When I became pregnant early this spring I had a few migraines--though they were nothing, really; but they were more than usual. When I moved to a different state, quitting a job that was very stressful and going to no job, my headaches went away except for just a few a month. So for me, just a few a month is nothing. Even once a week is like nothing, really.

But anyway! Back to the pregnancy: just a few headaches.

Then I had a miscarriage. I was just short of eight weeks when I miscarried the baby. After delivering the baby and placenta on my own (no need for a D&C, I was so grateful!), I bled for just one week.

The day after I stopped the bleeding was a Sunday. It was also Day 1 of a serious migraine. It lasted and lasted and lasted until Wednesday morning I knew it was a beasty one. So I didn't fool around: I went to my midwife and asked her to prescribe me a 12-day tapering course of Prednisone, starting at 60mg the first day and decreasing 5mg a day until the last day of just one 5mg pill.

I started that morning (always good to start prednisone in the morning, especially if you're taking 60mg, so that there might be a chance to sleep that night!). After ten days, yes TEN days (!) of the taper, my headache finally went away.

I firmly believe, based on previous migraines, and in particular, previous unmedicated-with-prednisone migraines, that the beasty migraine I started after the miscarriage would have lasted months, bringing me into the cycle of migraines I started on that fateful day of July 21, 2007.

Instead, the migraine was controlled after ten days of the dose and I didn't have any further migraines.

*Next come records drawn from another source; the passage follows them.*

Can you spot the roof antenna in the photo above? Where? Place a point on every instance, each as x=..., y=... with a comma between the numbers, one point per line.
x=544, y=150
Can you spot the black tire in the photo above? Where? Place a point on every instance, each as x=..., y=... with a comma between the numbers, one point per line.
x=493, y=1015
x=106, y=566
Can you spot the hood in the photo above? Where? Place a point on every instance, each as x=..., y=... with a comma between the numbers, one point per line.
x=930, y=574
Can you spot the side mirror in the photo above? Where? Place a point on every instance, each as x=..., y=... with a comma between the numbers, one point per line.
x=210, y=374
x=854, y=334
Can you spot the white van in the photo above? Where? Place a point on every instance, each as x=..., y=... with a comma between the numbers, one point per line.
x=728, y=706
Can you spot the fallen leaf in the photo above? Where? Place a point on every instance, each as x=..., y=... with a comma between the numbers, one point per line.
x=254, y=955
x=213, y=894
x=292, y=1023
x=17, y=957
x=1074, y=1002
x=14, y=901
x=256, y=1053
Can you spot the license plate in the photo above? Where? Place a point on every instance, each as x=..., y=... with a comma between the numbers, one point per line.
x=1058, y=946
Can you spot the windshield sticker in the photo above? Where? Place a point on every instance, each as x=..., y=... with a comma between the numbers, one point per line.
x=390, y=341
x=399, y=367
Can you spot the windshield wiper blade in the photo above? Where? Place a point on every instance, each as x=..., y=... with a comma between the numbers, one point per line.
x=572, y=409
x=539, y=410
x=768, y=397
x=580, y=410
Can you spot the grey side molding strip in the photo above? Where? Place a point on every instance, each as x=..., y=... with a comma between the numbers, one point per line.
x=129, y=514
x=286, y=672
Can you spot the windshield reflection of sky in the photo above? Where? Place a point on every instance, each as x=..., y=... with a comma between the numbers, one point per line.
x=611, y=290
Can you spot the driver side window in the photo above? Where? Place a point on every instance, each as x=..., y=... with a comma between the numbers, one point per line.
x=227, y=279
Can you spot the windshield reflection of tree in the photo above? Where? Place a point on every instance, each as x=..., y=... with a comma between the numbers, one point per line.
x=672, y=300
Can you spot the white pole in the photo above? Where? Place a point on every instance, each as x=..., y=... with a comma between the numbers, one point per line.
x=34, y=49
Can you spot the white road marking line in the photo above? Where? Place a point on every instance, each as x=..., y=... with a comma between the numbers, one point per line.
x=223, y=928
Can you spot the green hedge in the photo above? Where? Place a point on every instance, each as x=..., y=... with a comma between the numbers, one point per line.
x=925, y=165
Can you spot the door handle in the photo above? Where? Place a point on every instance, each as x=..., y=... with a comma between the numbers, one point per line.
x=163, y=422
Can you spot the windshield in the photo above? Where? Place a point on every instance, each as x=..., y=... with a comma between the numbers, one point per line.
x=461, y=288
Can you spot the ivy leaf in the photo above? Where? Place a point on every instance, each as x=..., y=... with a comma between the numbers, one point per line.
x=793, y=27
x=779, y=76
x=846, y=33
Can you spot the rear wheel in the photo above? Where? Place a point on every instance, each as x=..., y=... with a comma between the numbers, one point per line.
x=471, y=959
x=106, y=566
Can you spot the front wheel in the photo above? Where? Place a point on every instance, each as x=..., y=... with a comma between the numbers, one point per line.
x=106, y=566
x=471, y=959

Yes, I have had a few headaches this week, since my menstual cycle begins sometime soon. I usually get some shoulder/neck spasms around now, and headaches that go along with them; but nothing out of the ordinary.

I am grateful for Prednisone. Nothing else works for me. It is a beast to take (irritability, hunger, restless sleep at night) but it stops the cycle that my body gets into and gets me back to life quickly. May I not ever have to take Prednisone again; but if I have another Beasty (my nickname now for the long unrelenting days-and-days-on-end headpain, nausea, vertigo): give me Prednisone!